Fifteen years ago this week emergency crews plugged the McKinley Avenue underpass with a 12-foot high dirt plug covered with plastic sheeting.
It turned the 120 Bypass into an emergency levee to stop floodwater from reaching the Airport Way corridor and the neighborhoods around Sierra High.
The 11 levee breaks along the San Joaquin and Stanislaus rivers had sent water rolling toward Manteca. The only thing holding it back was a fragile dry levee that emerges from the ground just west of Airport Way to the south of Woodward Avenue and runs parallel to that road gaining almost six feet in the process as it runs westward.
The California Office of Emergency Services monitored the dry or cross levee around the clock for close to a week after an initial inspection led them to believe it could fail at any time.

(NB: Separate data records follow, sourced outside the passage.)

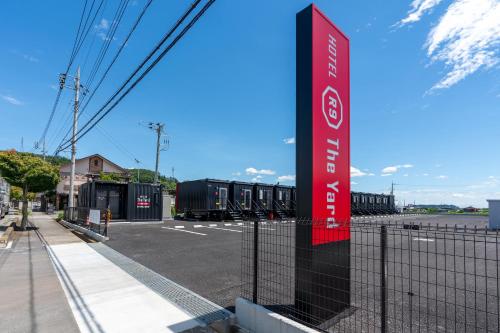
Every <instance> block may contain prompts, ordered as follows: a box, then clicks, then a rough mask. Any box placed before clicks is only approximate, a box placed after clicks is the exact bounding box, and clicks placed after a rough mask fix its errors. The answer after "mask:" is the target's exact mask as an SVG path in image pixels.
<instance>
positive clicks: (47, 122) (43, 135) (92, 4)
mask: <svg viewBox="0 0 500 333" xmlns="http://www.w3.org/2000/svg"><path fill="white" fill-rule="evenodd" d="M94 2H95V0H93V1H92V5H91V8H90V10H89V12H88V14H87V18H86V19H85V24H84V26H83V29H82V22H83V18H84V16H85V12H86V8H87V0H86V1H85V4H84V7H83V10H82V14H81V16H80V22H79V24H78V29H77V33H76V36H75V41H74V42H73V49H72V51H71V55H70V59H69V61H68V65H67V66H66V70H65V72H64V74H63V78H61V80H62V81H61V82H60V84H59V90H58V92H57V95H56V99H55V101H54V104H53V105H52V109H51V112H50V115H49V118H48V120H47V124H46V125H45V128H44V130H43V132H42V136H41V137H40V140H38V144H40V143H42V142H44V141H45V138H46V136H47V132H48V130H49V128H50V125H51V123H52V121H53V119H54V115H55V113H56V110H57V106H58V105H59V101H60V99H61V94H62V91H63V88H64V83H65V78H66V76H67V74H68V72H69V70H70V68H71V65H72V64H73V62H74V60H75V58H76V56H77V55H78V52H79V51H80V49H81V45H82V44H83V41H84V40H85V38H86V35H87V34H88V31H89V30H87V32H86V33H85V37H84V38H83V39H82V35H81V34H80V32H83V31H84V30H85V27H86V24H87V21H88V19H89V17H90V15H91V12H92V8H93V6H94ZM102 3H103V0H101V4H100V5H99V8H98V9H97V11H96V15H97V13H98V11H99V10H100V8H101V6H102ZM94 19H95V15H94V18H93V20H94ZM93 20H92V22H93ZM91 25H92V23H91ZM91 25H90V26H91ZM79 41H81V43H79Z"/></svg>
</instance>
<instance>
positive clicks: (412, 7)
mask: <svg viewBox="0 0 500 333" xmlns="http://www.w3.org/2000/svg"><path fill="white" fill-rule="evenodd" d="M441 1H442V0H413V1H412V3H411V9H410V11H409V12H408V16H406V17H405V18H404V19H402V20H401V21H399V22H398V23H397V24H396V25H399V26H402V25H405V24H408V23H414V22H418V21H420V19H421V18H422V15H424V14H425V13H426V12H429V11H431V10H432V8H434V7H435V6H437V5H438V4H439V3H440V2H441Z"/></svg>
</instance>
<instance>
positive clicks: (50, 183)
mask: <svg viewBox="0 0 500 333" xmlns="http://www.w3.org/2000/svg"><path fill="white" fill-rule="evenodd" d="M0 174H1V175H2V177H3V178H5V180H6V181H7V182H8V183H10V184H11V185H12V186H15V187H17V188H19V189H20V192H21V195H20V199H21V200H22V202H23V209H22V216H23V218H22V220H21V229H22V230H26V225H27V224H28V200H29V198H30V193H39V192H46V191H51V190H54V189H55V188H56V186H57V183H58V182H59V168H58V167H57V166H56V165H54V164H52V163H50V162H48V161H44V160H43V159H42V158H40V157H38V156H35V155H33V154H30V153H19V152H16V151H14V150H12V151H2V152H0ZM14 195H17V196H19V193H17V194H16V190H14Z"/></svg>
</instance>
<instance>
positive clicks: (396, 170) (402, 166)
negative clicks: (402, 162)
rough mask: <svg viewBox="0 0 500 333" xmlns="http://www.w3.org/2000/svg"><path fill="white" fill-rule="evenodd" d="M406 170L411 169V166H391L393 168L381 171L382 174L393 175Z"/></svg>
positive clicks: (410, 164)
mask: <svg viewBox="0 0 500 333" xmlns="http://www.w3.org/2000/svg"><path fill="white" fill-rule="evenodd" d="M408 168H413V164H400V165H393V166H388V167H385V168H383V169H382V173H383V174H387V173H390V174H393V173H396V172H398V170H399V169H408Z"/></svg>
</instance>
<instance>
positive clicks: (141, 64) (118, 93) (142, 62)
mask: <svg viewBox="0 0 500 333" xmlns="http://www.w3.org/2000/svg"><path fill="white" fill-rule="evenodd" d="M200 2H201V0H196V1H195V2H193V4H191V6H190V7H189V8H188V9H187V11H186V12H185V13H184V14H183V15H182V16H181V17H180V18H179V19H178V20H177V22H176V23H175V24H174V26H173V27H172V28H171V29H170V30H169V31H168V32H167V33H166V34H165V35H164V36H163V38H162V39H161V40H160V42H159V43H157V45H156V46H155V47H154V49H153V50H152V51H150V53H149V54H148V55H147V56H146V58H144V59H143V61H142V62H141V64H140V65H139V66H138V67H137V68H136V69H135V70H134V71H133V72H132V74H130V75H129V77H128V78H127V80H126V81H125V82H124V83H123V84H122V85H121V87H120V88H119V89H118V90H117V91H116V92H115V93H114V94H113V95H112V96H111V97H110V98H109V99H108V100H107V102H106V103H105V104H104V105H103V106H102V107H101V109H99V110H98V111H97V112H96V113H95V114H94V116H93V117H92V118H91V119H90V120H89V121H88V122H87V123H85V125H84V126H83V127H82V128H81V130H83V129H85V128H86V127H87V126H88V125H89V124H90V122H92V121H93V120H94V119H95V118H96V117H97V116H98V115H99V113H100V112H102V111H103V110H104V109H105V108H106V107H107V106H108V105H109V104H110V103H111V102H112V101H113V99H114V98H115V97H116V96H118V94H119V93H120V92H121V91H122V90H123V89H124V88H125V86H126V85H127V84H128V83H129V82H130V81H131V80H132V79H133V78H134V76H135V75H136V74H137V73H138V72H139V71H140V70H141V69H142V68H143V67H144V65H145V64H146V63H147V62H148V61H149V60H150V59H151V58H152V57H153V55H154V54H155V53H156V52H157V51H158V50H159V49H160V48H161V47H162V46H163V44H164V43H165V42H166V41H167V40H168V39H169V38H170V37H171V36H172V34H173V33H174V32H175V30H177V28H178V27H179V26H180V25H181V24H182V22H184V20H185V19H186V18H187V17H188V16H189V14H191V12H192V11H193V10H194V9H195V8H196V7H197V6H198V4H199V3H200ZM63 141H64V140H63ZM68 142H69V140H66V141H64V142H63V143H61V144H60V145H59V147H58V148H57V149H56V154H57V151H58V150H60V149H59V148H60V147H61V146H63V145H67V144H68ZM62 149H65V148H62Z"/></svg>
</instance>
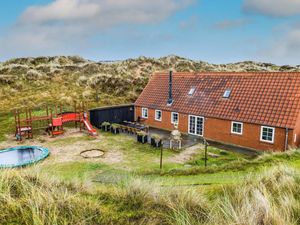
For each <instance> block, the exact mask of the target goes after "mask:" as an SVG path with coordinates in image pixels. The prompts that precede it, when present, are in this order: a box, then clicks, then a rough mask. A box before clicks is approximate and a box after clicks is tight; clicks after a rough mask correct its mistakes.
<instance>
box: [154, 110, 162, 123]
mask: <svg viewBox="0 0 300 225" xmlns="http://www.w3.org/2000/svg"><path fill="white" fill-rule="evenodd" d="M161 118H162V112H161V110H155V120H157V121H161Z"/></svg>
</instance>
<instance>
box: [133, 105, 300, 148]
mask: <svg viewBox="0 0 300 225" xmlns="http://www.w3.org/2000/svg"><path fill="white" fill-rule="evenodd" d="M135 117H136V118H137V117H142V108H141V107H136V109H135ZM154 118H155V110H154V109H150V108H149V109H148V119H145V121H144V122H145V123H146V124H148V125H149V126H152V127H157V128H161V129H165V130H173V129H174V125H173V124H172V123H171V112H169V111H163V112H162V121H156V120H155V119H154ZM231 122H232V121H228V120H221V119H215V118H205V120H204V137H205V138H207V139H209V140H214V141H218V142H221V143H225V144H233V145H237V146H243V147H247V148H252V149H257V150H273V151H283V150H284V148H285V136H286V131H285V129H283V128H276V129H275V141H274V143H273V144H271V143H266V142H262V141H260V132H261V126H260V125H256V124H249V123H243V134H242V135H238V134H232V133H231ZM178 127H179V130H180V131H181V132H183V133H188V115H187V114H181V113H179V126H178ZM299 135H300V119H299ZM299 139H300V137H299ZM288 144H289V146H290V147H295V143H294V131H293V130H289V139H288Z"/></svg>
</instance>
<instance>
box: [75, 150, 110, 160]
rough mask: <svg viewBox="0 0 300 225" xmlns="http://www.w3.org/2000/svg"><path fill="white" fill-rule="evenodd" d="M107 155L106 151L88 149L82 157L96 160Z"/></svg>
mask: <svg viewBox="0 0 300 225" xmlns="http://www.w3.org/2000/svg"><path fill="white" fill-rule="evenodd" d="M104 154H105V151H103V150H101V149H96V148H95V149H87V150H84V151H82V152H80V156H81V157H83V158H86V159H95V158H101V157H103V156H104Z"/></svg>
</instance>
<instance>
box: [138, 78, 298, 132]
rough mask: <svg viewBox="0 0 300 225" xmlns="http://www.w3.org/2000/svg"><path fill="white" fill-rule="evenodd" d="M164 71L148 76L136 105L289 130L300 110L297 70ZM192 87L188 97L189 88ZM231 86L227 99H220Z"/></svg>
mask: <svg viewBox="0 0 300 225" xmlns="http://www.w3.org/2000/svg"><path fill="white" fill-rule="evenodd" d="M168 82H169V74H168V73H157V74H154V75H153V76H152V78H151V79H150V81H149V83H148V85H147V86H146V87H145V89H144V91H143V92H142V94H141V95H140V96H139V98H138V99H137V101H136V102H135V105H136V106H142V107H148V108H153V109H161V110H168V111H176V112H179V113H186V114H193V115H199V116H204V117H213V118H220V119H226V120H234V121H242V122H247V123H255V124H262V125H268V126H274V127H287V128H291V129H293V128H294V127H295V124H296V120H297V117H298V115H299V112H300V73H296V72H295V73H285V72H280V73H265V72H262V73H232V72H231V73H223V72H222V73H216V72H208V73H173V99H174V102H173V104H172V105H171V106H167V100H168ZM192 87H195V88H196V91H195V93H194V94H193V95H192V96H189V95H188V92H189V90H190V89H191V88H192ZM226 89H231V95H230V97H229V98H228V99H225V98H223V94H224V92H225V90H226Z"/></svg>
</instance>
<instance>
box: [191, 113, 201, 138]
mask: <svg viewBox="0 0 300 225" xmlns="http://www.w3.org/2000/svg"><path fill="white" fill-rule="evenodd" d="M191 117H195V133H191V132H190V120H191ZM197 119H202V134H196V133H197V125H196V123H197ZM204 123H205V119H204V117H203V116H195V115H189V119H188V133H189V134H192V135H196V136H200V137H203V136H204V126H205V125H204Z"/></svg>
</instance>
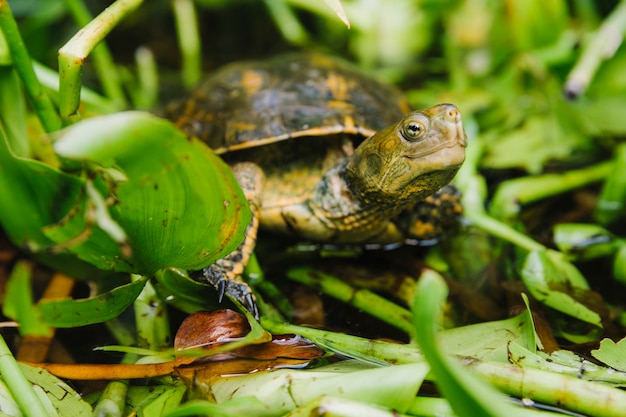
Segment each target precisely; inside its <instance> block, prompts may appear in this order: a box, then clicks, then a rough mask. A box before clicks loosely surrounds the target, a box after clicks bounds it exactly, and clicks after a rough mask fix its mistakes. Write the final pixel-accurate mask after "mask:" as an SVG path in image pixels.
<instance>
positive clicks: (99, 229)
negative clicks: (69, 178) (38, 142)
mask: <svg viewBox="0 0 626 417" xmlns="http://www.w3.org/2000/svg"><path fill="white" fill-rule="evenodd" d="M54 149H55V150H56V152H57V153H58V154H59V156H61V157H63V158H64V159H65V161H66V162H67V165H68V167H71V166H77V165H81V166H84V167H85V169H86V171H87V174H88V175H89V176H92V177H94V178H95V179H94V181H93V185H94V187H93V188H92V190H93V189H95V190H97V191H98V192H99V193H100V198H99V197H98V193H97V192H96V193H93V192H91V193H87V194H88V195H87V197H88V198H86V199H85V198H83V199H82V200H81V202H80V203H79V205H77V206H76V208H75V212H74V213H72V214H70V215H69V216H68V217H67V218H66V219H64V221H63V222H59V223H57V224H56V225H54V226H53V227H50V228H48V229H47V230H46V233H47V234H48V235H49V236H55V237H56V238H57V239H60V238H61V237H62V236H63V237H68V236H70V235H72V234H74V235H75V233H76V231H77V230H78V229H80V228H81V227H83V228H86V229H89V228H90V227H91V228H92V229H93V230H92V231H91V232H90V237H89V238H88V239H86V240H83V241H81V240H80V239H78V240H76V242H74V244H72V245H70V247H69V249H70V250H71V251H73V252H75V253H76V254H77V255H78V256H79V257H81V258H83V259H87V260H89V261H90V262H93V263H96V264H98V265H100V266H101V267H109V268H113V269H115V270H118V271H125V272H134V273H138V274H142V275H146V274H151V273H154V272H155V271H157V270H158V269H161V268H163V267H167V266H173V267H178V268H183V269H200V268H202V267H204V266H206V265H208V264H210V263H211V262H213V261H214V260H215V259H218V258H219V257H221V256H223V255H224V254H225V253H229V252H231V251H232V250H234V249H235V248H236V247H237V245H238V244H239V243H240V242H241V241H242V239H243V232H244V230H245V227H246V226H247V224H248V222H249V220H250V213H249V210H248V207H247V203H246V201H245V198H244V196H243V193H242V192H241V190H240V188H239V186H238V185H237V183H236V181H235V179H234V178H233V176H232V173H231V172H230V169H229V168H228V167H227V166H226V164H224V162H223V161H222V160H221V159H220V158H219V157H217V156H216V155H215V154H214V153H213V152H211V151H210V150H209V149H208V148H207V147H206V146H205V145H204V144H202V143H201V142H199V141H197V140H188V139H187V138H186V137H185V136H184V135H183V133H181V132H180V131H178V130H177V129H176V128H175V127H174V126H173V125H172V124H171V123H170V122H168V121H166V120H163V119H160V118H158V117H155V116H152V115H150V114H148V113H143V112H126V113H117V114H114V115H110V116H102V117H97V118H92V119H87V120H84V121H82V122H80V123H77V124H75V125H73V126H72V127H70V128H68V129H67V130H65V131H64V132H63V133H62V135H61V137H60V138H59V139H58V140H57V141H56V142H55V144H54ZM88 190H89V189H87V191H88ZM103 202H104V203H105V204H106V205H107V207H105V209H106V210H105V212H106V211H108V213H110V219H108V218H106V216H103V215H99V214H98V213H99V212H100V213H102V203H103ZM98 210H99V211H98ZM93 211H95V217H96V219H95V220H91V223H90V221H89V218H87V220H83V219H84V216H86V215H88V214H89V213H91V212H93ZM94 222H95V224H97V225H98V226H99V227H98V228H96V227H94V226H92V225H91V224H92V223H94ZM103 222H106V224H108V225H115V224H118V225H119V226H120V227H121V229H122V230H123V231H124V232H125V234H126V237H122V239H124V241H123V242H119V238H118V237H117V236H116V235H114V233H113V232H114V231H115V230H114V229H115V227H113V228H112V229H106V228H105V227H103V224H104V223H103ZM98 229H99V230H100V232H97V230H98ZM84 233H88V232H84ZM88 234H89V233H88ZM125 247H127V248H128V249H129V250H130V253H125V250H124V249H125Z"/></svg>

The strength of the cross levee and its ability to protect southwest Manteca from future flooding - especially new residential development that has been built since the 1997 floods to the south of the 120 Bypass that doubles as a back-up emergency level - won’t be a concern after the Trails of Manteca is developed.
That’s because Next Bay Properties is required to strengthen the cross levee as a condition for proceeding with the 1,673 living units planned for 477 acres at the western end of Woodward Avenue south of the gated lakefront community of Oakwood Shores.
City Manager Karen McLaughlin said essentially other property owners will gain enhanced flood protection.
Work on the Trails of Manteca neighborhood is anticipated to start within the next two years.
The project will be the largest residential neighborhood ever to move forward eclipsing Del Webb at Woodbridge by about 200 units. It will be the first to have common areas - including 75 acres of parkland - irrigated with reclaimed water from the Manteca wastewater treatment plant.
The developer is being required to install an 8-inch purple pipe system that will stub at Woodward Avenue for connection to the future city effort to use treated wastewater for irrigation to reduce the use of expensive treated drinking water of that purpose.
Landscape irrigation for parks as well as residential lots is the biggest use of water in the city. Reducing the amount of drinking water used will conserve water as well as expand Manteca’s supply.
Other design requirements include:
•Back yards that border parkland and open space will have wrought iron “view fences”.
•The inclusion of seven roundabouts including two on Woodward Avenue.
•Three bus turnouts on key streets including two on Woodward Avenue which is another first for Manteca.
•All street maintenance and operating costs will be collapsed into the landscape maintenance district.
•Separation of sidewalks from the street by a grass strip.
•A clubhouse for residents.
•Some 12 miles of trails for bicycles and pedestrians within the neighborhood.